Ukraine continues to be the prime target of heavy criticism from both the Russian state-controlled media and the local pro-Kremlin media for choosing not to authorise use of Sputnik V. According to the pro-Kremlin narrative promoted by NTV: ‘by orders from the US embassy, which forbid Ukraine to use the Russian vaccine’ thus jeopardising Ukrainians’ lives or by RT: ‘Ukraine rejects Russian vaccine for political reasons. Disinformation campaigns to ridicule and denigrate the Ukrainian leadership continue, also using vaccines rollout to criticise President Zelenskyy. Russian and pro-Kremlin media use Facebook and Telegram channels to amplify its messaging.
A strong public information and communications campaign on vaccines is in progress also to address disinformation. Government encourages nationwide vaccination with public support from top leadership of the country. However, a cautious public attitude towards vaccination stems from general dissatisfaction in the handling of the COVID-19 crisis and overall disappointment with the authorities, according to UNIAN.
Post Scriptum: After this article was prepared for publishing, reports and questions regarding side effects for the AstraZeneca vaccine developed and spread quickly. The discussions among health professional and political leaders in the EU Member States, as well as the EMA’s information of 18 March, was also picked up by Russian State controlled and/or financed outlets which used the opportunity to amplify existing deceptive narratives: to highlight insecurity around AstraZeneca, the alleged failure of EU’s COVID-19 handling, the success of Sputnik V. All of this in turn is affecting the public debate on vaccination (examples from recent Russian main state TV here or here).
Finally, as the ‘vaccine diplomacy race’ continues, it is remarkable that President Putin’s personal vaccination, reported this week, was not made into a public display. Usually Putin is not shy on promoting himself horseback riding, diving, flying, fishing etc. When Ukrainian President Zelenskyy was vaccinated three weeks ago in front of cameras at a military hospital near Luhansk, pro-Kremlin outlets were quick casting doubt: – wasn’t it just a shot of vitamins?

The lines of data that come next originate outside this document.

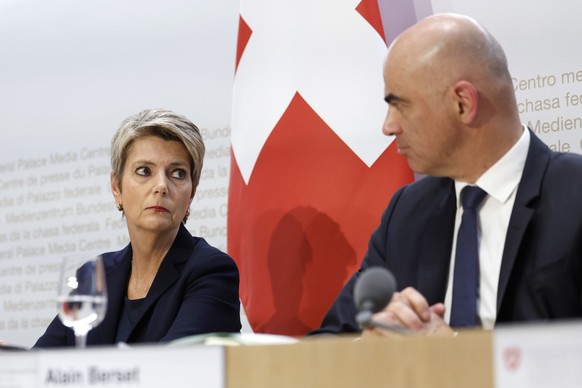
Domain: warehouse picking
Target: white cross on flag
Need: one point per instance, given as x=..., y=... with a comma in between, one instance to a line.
x=311, y=171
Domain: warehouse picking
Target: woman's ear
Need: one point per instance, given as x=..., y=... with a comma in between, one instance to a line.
x=467, y=101
x=115, y=189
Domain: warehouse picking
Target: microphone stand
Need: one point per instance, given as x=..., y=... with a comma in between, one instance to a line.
x=365, y=321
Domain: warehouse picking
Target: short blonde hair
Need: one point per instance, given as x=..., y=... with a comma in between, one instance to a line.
x=162, y=123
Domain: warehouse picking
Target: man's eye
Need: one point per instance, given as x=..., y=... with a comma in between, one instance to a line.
x=143, y=171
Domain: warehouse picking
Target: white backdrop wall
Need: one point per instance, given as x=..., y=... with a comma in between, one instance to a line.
x=71, y=71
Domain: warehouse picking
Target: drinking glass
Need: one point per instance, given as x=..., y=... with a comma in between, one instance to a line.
x=82, y=297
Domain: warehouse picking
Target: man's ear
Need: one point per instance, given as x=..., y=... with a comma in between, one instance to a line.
x=467, y=101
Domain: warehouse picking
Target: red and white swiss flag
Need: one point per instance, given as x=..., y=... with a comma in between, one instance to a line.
x=311, y=170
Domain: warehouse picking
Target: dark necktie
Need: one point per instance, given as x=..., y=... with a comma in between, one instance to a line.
x=466, y=276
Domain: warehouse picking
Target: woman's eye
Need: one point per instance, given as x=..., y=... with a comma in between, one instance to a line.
x=180, y=174
x=144, y=171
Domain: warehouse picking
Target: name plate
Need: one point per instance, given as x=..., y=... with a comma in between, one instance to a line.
x=538, y=356
x=141, y=367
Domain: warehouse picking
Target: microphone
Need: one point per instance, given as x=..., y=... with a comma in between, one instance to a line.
x=372, y=292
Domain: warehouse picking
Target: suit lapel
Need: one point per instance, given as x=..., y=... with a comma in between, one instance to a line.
x=169, y=272
x=117, y=273
x=528, y=190
x=435, y=245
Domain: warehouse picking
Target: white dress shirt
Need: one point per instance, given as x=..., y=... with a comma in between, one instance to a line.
x=500, y=182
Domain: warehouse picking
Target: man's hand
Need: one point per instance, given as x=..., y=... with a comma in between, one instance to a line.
x=409, y=309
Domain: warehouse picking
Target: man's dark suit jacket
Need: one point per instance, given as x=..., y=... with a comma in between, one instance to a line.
x=541, y=269
x=194, y=292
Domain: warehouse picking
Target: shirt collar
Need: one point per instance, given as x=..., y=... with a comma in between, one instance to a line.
x=501, y=179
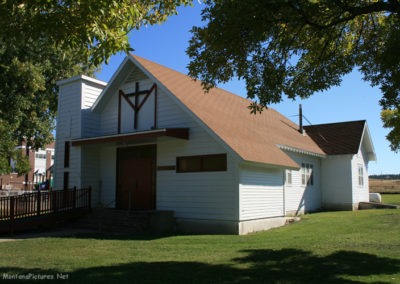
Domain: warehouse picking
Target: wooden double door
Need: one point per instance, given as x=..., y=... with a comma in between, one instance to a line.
x=136, y=171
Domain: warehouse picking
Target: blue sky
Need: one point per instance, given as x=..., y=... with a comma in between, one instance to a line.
x=354, y=99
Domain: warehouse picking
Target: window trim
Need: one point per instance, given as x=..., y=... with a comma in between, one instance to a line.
x=201, y=158
x=307, y=174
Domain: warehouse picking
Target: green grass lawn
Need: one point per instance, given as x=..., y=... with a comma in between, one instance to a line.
x=338, y=247
x=391, y=199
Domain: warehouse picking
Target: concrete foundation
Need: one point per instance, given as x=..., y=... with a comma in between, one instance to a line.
x=194, y=226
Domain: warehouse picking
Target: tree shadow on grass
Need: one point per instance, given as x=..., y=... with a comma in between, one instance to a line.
x=265, y=266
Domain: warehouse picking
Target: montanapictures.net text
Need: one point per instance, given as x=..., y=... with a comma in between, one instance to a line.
x=33, y=276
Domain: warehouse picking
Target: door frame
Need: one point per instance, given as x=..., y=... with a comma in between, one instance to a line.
x=132, y=153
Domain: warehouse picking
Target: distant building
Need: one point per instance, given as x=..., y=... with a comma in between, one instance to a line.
x=41, y=163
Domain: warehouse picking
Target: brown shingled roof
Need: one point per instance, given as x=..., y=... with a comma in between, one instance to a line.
x=337, y=138
x=253, y=137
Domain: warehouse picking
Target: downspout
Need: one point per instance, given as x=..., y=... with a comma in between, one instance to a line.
x=284, y=192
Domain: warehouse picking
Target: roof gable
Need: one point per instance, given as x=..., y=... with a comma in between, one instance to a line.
x=341, y=138
x=253, y=137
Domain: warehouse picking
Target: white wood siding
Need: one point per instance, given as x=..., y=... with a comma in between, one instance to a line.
x=261, y=192
x=360, y=192
x=207, y=195
x=336, y=182
x=301, y=198
x=74, y=120
x=68, y=127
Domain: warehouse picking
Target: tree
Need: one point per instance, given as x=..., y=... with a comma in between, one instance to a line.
x=295, y=48
x=44, y=41
x=95, y=28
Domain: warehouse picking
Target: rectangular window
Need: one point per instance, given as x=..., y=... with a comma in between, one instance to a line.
x=307, y=177
x=67, y=147
x=289, y=175
x=360, y=175
x=205, y=163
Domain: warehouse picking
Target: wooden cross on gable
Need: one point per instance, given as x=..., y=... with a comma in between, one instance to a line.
x=137, y=104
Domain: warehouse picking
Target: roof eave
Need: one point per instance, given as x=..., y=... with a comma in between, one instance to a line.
x=301, y=151
x=370, y=150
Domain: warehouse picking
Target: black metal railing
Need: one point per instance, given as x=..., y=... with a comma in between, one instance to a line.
x=43, y=202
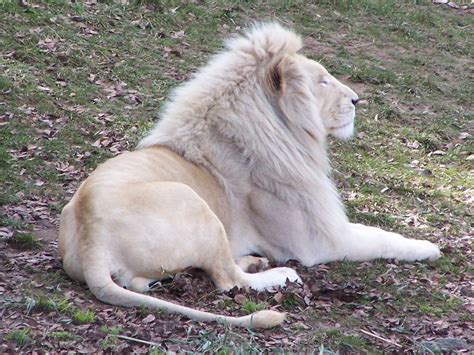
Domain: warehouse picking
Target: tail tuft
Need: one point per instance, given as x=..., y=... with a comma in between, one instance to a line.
x=266, y=319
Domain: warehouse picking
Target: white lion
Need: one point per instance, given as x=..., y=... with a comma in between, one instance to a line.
x=236, y=166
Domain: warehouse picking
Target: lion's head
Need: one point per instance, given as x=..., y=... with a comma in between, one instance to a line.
x=334, y=102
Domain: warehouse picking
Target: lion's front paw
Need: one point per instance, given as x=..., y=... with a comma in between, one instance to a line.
x=422, y=250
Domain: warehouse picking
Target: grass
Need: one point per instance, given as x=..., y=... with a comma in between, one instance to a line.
x=24, y=241
x=74, y=74
x=83, y=316
x=250, y=306
x=20, y=336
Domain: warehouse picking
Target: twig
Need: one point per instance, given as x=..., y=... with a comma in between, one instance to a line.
x=380, y=338
x=124, y=337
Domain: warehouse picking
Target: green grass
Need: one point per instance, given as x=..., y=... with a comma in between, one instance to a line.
x=83, y=316
x=20, y=336
x=24, y=241
x=250, y=306
x=64, y=336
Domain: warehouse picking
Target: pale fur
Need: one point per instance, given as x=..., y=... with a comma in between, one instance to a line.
x=237, y=165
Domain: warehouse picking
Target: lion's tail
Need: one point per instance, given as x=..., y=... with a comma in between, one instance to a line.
x=106, y=290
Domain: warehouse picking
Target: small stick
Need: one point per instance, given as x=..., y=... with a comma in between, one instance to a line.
x=380, y=338
x=124, y=337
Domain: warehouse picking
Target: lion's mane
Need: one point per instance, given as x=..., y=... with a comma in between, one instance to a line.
x=243, y=118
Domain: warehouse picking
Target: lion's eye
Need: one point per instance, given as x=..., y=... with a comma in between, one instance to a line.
x=324, y=82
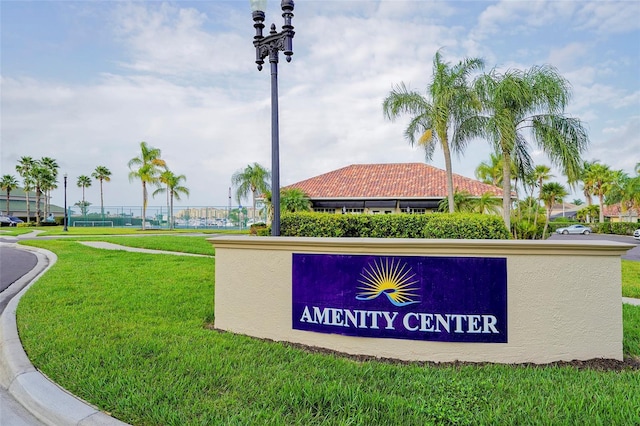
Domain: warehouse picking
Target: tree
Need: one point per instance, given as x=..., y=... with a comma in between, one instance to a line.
x=487, y=203
x=294, y=200
x=532, y=100
x=146, y=167
x=540, y=174
x=490, y=172
x=441, y=114
x=102, y=174
x=173, y=190
x=252, y=179
x=625, y=191
x=551, y=193
x=601, y=178
x=84, y=181
x=8, y=183
x=43, y=180
x=84, y=206
x=25, y=168
x=51, y=165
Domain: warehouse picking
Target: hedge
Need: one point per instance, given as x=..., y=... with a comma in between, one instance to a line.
x=436, y=225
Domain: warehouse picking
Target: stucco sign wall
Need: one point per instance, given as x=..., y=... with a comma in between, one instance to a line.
x=446, y=299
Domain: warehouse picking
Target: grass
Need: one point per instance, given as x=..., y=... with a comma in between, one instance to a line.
x=126, y=331
x=182, y=244
x=630, y=278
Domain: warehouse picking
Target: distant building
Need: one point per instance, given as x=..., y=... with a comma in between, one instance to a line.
x=615, y=214
x=386, y=188
x=18, y=204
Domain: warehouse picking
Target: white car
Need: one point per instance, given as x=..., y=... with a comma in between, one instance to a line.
x=574, y=229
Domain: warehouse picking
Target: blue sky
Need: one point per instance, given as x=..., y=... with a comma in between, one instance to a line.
x=84, y=82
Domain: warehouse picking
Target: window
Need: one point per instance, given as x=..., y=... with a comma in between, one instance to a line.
x=324, y=210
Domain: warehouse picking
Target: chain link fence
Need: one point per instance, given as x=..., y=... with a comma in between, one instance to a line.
x=191, y=217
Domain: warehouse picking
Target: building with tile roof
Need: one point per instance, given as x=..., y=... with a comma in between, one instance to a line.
x=386, y=188
x=18, y=204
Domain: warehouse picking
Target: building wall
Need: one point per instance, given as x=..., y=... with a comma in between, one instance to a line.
x=564, y=298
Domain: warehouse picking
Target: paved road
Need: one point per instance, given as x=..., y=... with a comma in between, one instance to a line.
x=633, y=254
x=14, y=263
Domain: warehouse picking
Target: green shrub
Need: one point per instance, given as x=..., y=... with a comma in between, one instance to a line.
x=437, y=225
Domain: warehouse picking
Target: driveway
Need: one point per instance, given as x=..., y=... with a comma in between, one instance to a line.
x=633, y=254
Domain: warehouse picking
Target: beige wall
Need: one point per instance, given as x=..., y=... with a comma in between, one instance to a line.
x=564, y=298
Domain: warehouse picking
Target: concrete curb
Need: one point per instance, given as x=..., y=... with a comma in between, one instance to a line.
x=47, y=401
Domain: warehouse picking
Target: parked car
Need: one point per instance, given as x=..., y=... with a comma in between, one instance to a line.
x=574, y=229
x=15, y=220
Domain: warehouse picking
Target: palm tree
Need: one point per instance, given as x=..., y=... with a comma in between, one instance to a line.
x=102, y=174
x=253, y=178
x=42, y=177
x=490, y=172
x=535, y=100
x=173, y=190
x=52, y=165
x=147, y=169
x=487, y=203
x=551, y=193
x=8, y=183
x=587, y=183
x=441, y=114
x=24, y=169
x=602, y=179
x=84, y=181
x=540, y=174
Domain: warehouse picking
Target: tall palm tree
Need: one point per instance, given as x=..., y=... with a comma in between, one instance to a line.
x=252, y=178
x=441, y=114
x=532, y=100
x=42, y=180
x=8, y=183
x=552, y=193
x=83, y=182
x=587, y=182
x=602, y=179
x=490, y=172
x=487, y=203
x=540, y=174
x=102, y=174
x=52, y=165
x=146, y=167
x=173, y=190
x=24, y=169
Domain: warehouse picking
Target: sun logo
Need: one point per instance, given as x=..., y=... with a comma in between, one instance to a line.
x=390, y=278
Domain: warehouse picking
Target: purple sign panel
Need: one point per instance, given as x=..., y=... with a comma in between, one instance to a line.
x=446, y=299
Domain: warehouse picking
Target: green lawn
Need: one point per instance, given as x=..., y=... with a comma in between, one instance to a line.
x=127, y=332
x=631, y=278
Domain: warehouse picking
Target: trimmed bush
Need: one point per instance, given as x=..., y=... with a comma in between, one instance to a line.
x=436, y=225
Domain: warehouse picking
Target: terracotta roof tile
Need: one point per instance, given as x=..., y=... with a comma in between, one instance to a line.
x=398, y=180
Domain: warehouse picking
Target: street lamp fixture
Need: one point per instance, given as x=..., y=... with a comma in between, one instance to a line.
x=65, y=229
x=270, y=46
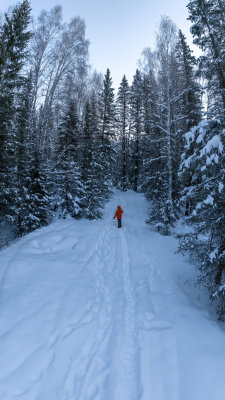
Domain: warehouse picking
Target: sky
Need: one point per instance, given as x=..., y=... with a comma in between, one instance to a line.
x=118, y=30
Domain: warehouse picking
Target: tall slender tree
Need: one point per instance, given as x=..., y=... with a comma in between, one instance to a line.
x=123, y=123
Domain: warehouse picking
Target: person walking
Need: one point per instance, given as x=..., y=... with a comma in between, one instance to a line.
x=118, y=215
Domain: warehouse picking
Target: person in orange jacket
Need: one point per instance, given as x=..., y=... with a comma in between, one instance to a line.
x=118, y=215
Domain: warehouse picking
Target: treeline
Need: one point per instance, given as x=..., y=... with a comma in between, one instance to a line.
x=66, y=138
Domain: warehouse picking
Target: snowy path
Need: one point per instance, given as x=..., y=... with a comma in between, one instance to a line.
x=91, y=312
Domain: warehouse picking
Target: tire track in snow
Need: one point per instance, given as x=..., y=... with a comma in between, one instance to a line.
x=131, y=381
x=77, y=384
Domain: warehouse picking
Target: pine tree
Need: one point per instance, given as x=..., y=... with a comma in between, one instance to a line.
x=70, y=188
x=93, y=198
x=107, y=132
x=123, y=122
x=189, y=102
x=14, y=39
x=208, y=30
x=203, y=164
x=136, y=101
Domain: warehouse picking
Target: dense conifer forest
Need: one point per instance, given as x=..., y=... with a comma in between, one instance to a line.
x=67, y=138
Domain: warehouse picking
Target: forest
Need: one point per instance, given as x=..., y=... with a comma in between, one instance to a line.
x=67, y=138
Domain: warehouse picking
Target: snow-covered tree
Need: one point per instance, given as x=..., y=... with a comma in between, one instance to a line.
x=93, y=198
x=123, y=124
x=136, y=111
x=203, y=167
x=208, y=30
x=14, y=38
x=69, y=184
x=107, y=132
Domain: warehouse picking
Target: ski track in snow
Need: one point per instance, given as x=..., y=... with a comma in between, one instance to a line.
x=92, y=312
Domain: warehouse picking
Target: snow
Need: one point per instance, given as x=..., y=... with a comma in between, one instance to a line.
x=92, y=312
x=221, y=186
x=214, y=143
x=209, y=200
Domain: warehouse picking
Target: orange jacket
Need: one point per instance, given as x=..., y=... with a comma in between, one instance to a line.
x=118, y=213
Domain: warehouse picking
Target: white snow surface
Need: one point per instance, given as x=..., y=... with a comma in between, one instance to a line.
x=92, y=312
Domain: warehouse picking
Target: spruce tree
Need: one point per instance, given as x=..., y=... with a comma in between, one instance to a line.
x=203, y=165
x=136, y=101
x=107, y=132
x=70, y=188
x=93, y=199
x=123, y=122
x=14, y=38
x=208, y=29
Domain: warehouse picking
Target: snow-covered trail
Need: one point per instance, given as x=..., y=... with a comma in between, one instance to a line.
x=92, y=312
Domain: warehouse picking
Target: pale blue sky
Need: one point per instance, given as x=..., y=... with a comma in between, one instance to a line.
x=118, y=30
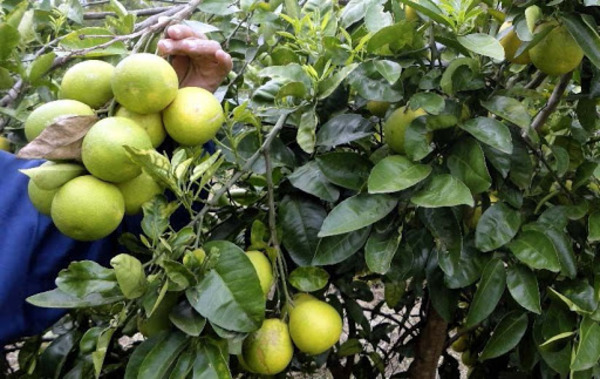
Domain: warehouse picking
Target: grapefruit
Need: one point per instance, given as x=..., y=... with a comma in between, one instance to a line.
x=394, y=128
x=268, y=350
x=87, y=209
x=194, y=117
x=88, y=82
x=315, y=326
x=144, y=83
x=102, y=150
x=48, y=113
x=557, y=53
x=151, y=122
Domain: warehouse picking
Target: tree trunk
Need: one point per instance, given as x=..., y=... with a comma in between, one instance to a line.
x=429, y=347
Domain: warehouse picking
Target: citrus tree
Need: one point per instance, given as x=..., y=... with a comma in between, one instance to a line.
x=426, y=170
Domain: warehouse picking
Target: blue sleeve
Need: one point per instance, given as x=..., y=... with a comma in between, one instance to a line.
x=32, y=252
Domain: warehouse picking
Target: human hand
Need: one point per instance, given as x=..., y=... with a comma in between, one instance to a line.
x=198, y=61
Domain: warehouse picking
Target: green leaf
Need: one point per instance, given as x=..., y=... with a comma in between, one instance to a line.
x=523, y=287
x=301, y=220
x=431, y=102
x=381, y=248
x=482, y=44
x=509, y=109
x=585, y=35
x=9, y=39
x=343, y=129
x=40, y=67
x=156, y=216
x=345, y=169
x=507, y=335
x=467, y=163
x=491, y=132
x=594, y=227
x=229, y=295
x=488, y=294
x=162, y=357
x=130, y=275
x=355, y=213
x=497, y=226
x=310, y=179
x=587, y=352
x=335, y=249
x=58, y=299
x=308, y=278
x=210, y=362
x=85, y=278
x=535, y=250
x=396, y=173
x=443, y=191
x=74, y=41
x=186, y=319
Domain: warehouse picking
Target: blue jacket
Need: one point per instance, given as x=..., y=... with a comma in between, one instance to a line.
x=33, y=251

And now, while the Russian authorities have launched a determined public information campaign using all platforms with famous faces to encourage vaccination amid the serious domestic vaccine hesitancy. Who would have been a better role model than the Head of State?
 For comparison: on 7 March, 46 countries had approved Sputnik V under one or another form. AstraZeneca’s was approved in 49, and Pfizer/BioNTech’s in 43 countries.
 Examples from different EaP countries:
Armenia: Russia is successful while Europe has failed to cope with the pandemic (Sputnik Armenia).
Moldova: ‘AstraZeneca vaccine has an effectiveness of only 10 %’ (Sputnik Moldova).
Georgia: ‘Pfizer tested an antibiotic on minors in Nigeria leaving about 200 people dead’ (Sputnik Abkhazia). ‘Pfizer has practically no experience in developing vaccines, but is associated with some large scandals’ (Sputnik Abkhazia);
Azerbaijan: ‘Because of shortage of the vaccines in Europe, the countries are on the edge of the vaccine war’ (Sputnik Azerbaijan).